Anglistik - B M - Beyond the Word. How to do Things with Words

 

General information

Course name Beyond the Word. How to do Things with Words
Course type Lecture
Course code 050206
Course coordinator Prof. Dr. Lieselotte Anderwald
Faculty  
Examination office  
Short summary The lecture course provides an introduction to pragmatics, i.e. studying meaning in context.
   

Information about study level

Study level Bachelor (Year 3)
Also possible for Bachelor and Master
   

Information about credit points, evaluation and frequency

ECTS 2,5
Evaluation Exam
Frequency winter term
   

Information about teaching language

Teaching language English
Minimum language requirement B1
Further information on the teaching language  
   

Information about requirements

Recommended requirements The lecture is aimed at BA students near the end of their studies. Knowledge of linguistic terminology and methods is required.

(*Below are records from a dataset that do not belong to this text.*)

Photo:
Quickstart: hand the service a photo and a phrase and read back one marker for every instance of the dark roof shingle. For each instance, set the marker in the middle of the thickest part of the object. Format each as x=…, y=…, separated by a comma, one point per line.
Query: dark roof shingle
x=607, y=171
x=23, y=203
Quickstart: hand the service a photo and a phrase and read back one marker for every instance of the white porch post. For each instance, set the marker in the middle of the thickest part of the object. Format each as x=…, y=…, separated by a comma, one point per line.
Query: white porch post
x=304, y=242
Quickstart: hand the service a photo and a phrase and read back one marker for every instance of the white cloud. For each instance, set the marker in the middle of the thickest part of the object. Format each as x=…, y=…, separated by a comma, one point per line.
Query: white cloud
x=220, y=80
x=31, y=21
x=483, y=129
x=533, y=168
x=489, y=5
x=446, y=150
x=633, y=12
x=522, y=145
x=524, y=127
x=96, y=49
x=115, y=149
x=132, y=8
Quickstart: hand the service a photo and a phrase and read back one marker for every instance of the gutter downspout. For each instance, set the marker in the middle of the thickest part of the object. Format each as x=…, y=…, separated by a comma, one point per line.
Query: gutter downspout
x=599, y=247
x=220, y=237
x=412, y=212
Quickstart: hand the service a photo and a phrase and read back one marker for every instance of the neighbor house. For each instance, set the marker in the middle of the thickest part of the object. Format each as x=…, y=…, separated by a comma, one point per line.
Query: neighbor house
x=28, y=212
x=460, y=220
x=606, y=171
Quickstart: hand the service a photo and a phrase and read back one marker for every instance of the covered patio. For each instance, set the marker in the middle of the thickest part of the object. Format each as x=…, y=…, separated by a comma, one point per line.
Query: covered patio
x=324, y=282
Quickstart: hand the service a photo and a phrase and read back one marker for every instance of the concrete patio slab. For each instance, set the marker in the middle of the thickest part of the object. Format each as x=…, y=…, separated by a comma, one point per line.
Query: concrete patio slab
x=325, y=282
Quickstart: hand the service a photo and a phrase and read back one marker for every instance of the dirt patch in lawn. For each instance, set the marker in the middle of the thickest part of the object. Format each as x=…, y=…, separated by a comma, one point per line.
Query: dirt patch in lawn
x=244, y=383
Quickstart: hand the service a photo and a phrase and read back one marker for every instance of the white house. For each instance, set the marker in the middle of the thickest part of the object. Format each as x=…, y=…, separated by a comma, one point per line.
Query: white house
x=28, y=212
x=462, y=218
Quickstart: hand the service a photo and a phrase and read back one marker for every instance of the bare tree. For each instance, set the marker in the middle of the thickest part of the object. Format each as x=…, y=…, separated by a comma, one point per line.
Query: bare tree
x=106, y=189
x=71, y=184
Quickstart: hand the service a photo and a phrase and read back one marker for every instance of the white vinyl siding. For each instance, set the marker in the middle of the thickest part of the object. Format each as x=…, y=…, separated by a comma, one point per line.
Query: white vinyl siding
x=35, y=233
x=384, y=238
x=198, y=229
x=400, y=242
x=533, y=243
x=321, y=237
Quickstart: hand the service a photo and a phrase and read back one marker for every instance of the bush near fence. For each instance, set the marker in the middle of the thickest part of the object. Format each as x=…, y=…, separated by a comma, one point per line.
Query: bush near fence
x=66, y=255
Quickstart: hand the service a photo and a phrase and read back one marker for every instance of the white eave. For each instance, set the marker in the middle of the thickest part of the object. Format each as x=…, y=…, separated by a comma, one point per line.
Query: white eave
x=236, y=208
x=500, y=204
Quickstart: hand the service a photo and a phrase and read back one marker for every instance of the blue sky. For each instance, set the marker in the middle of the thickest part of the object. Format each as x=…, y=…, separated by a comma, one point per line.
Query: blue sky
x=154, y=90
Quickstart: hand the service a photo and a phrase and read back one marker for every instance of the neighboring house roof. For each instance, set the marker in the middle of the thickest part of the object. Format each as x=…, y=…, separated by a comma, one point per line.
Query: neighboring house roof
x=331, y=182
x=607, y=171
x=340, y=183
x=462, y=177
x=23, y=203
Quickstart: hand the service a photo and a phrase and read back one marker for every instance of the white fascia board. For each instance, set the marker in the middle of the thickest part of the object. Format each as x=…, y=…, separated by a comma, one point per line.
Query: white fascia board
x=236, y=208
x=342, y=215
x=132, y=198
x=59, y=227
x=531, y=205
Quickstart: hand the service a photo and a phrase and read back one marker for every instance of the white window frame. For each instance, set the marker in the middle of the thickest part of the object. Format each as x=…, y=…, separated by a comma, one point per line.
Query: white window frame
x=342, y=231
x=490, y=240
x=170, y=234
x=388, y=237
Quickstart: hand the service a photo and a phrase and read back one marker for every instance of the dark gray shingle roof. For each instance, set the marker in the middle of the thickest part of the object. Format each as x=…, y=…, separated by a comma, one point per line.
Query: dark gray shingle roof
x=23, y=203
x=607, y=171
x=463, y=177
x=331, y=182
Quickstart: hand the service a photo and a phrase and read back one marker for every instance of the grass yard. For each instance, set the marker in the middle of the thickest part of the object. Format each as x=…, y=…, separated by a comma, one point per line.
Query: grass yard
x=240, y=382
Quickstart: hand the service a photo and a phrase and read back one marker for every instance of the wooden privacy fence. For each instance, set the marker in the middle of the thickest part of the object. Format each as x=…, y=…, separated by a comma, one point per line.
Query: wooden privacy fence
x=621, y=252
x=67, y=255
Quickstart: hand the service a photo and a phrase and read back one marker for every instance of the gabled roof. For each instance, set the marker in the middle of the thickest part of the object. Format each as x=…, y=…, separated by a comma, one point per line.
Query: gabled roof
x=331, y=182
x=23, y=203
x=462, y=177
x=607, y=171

Students are expected to study the preparatory reading.
   

Information about course content, reading list and additional information

Course Content Whereas semantics studies the meaning of words (or larger units) quite abstractly, pragmatics is concerned with studying meaning in context. This context can range from the very local (the referent of you in you should attend regularly, or the difference in meaning between a tree outside my window and the tree outside my window) to the very global (which conditions have to be met for communication to be successful? How can we mean more than we say? What is politeness?).
This lecture course starts by looking at the more local phenomena first and introduces students to such concepts as reference, deixis and presuppositions, before moving on to the more global, and even philosophical questions; and indeed, pragmatics in the Anglo-American tradition has been shaped since the 1960s by a trio of famous language philosophers: John L. Austin, his student John P. Searle, and H. Paul Grice. We will discuss speech acts (doing things by saying them), felicity conditions (which have to obtain for our speech to be understood, or to make sense), and maxims of conversations (which, when violated, give rise to intended or unintended implications). In the last part of this lecture course, we will look at modern followers (or not) of this established tradition and discuss what new approaches like the Q- and R-principles, Relevance Theory, or Politeness Theory have to offer to the study of meaning in context.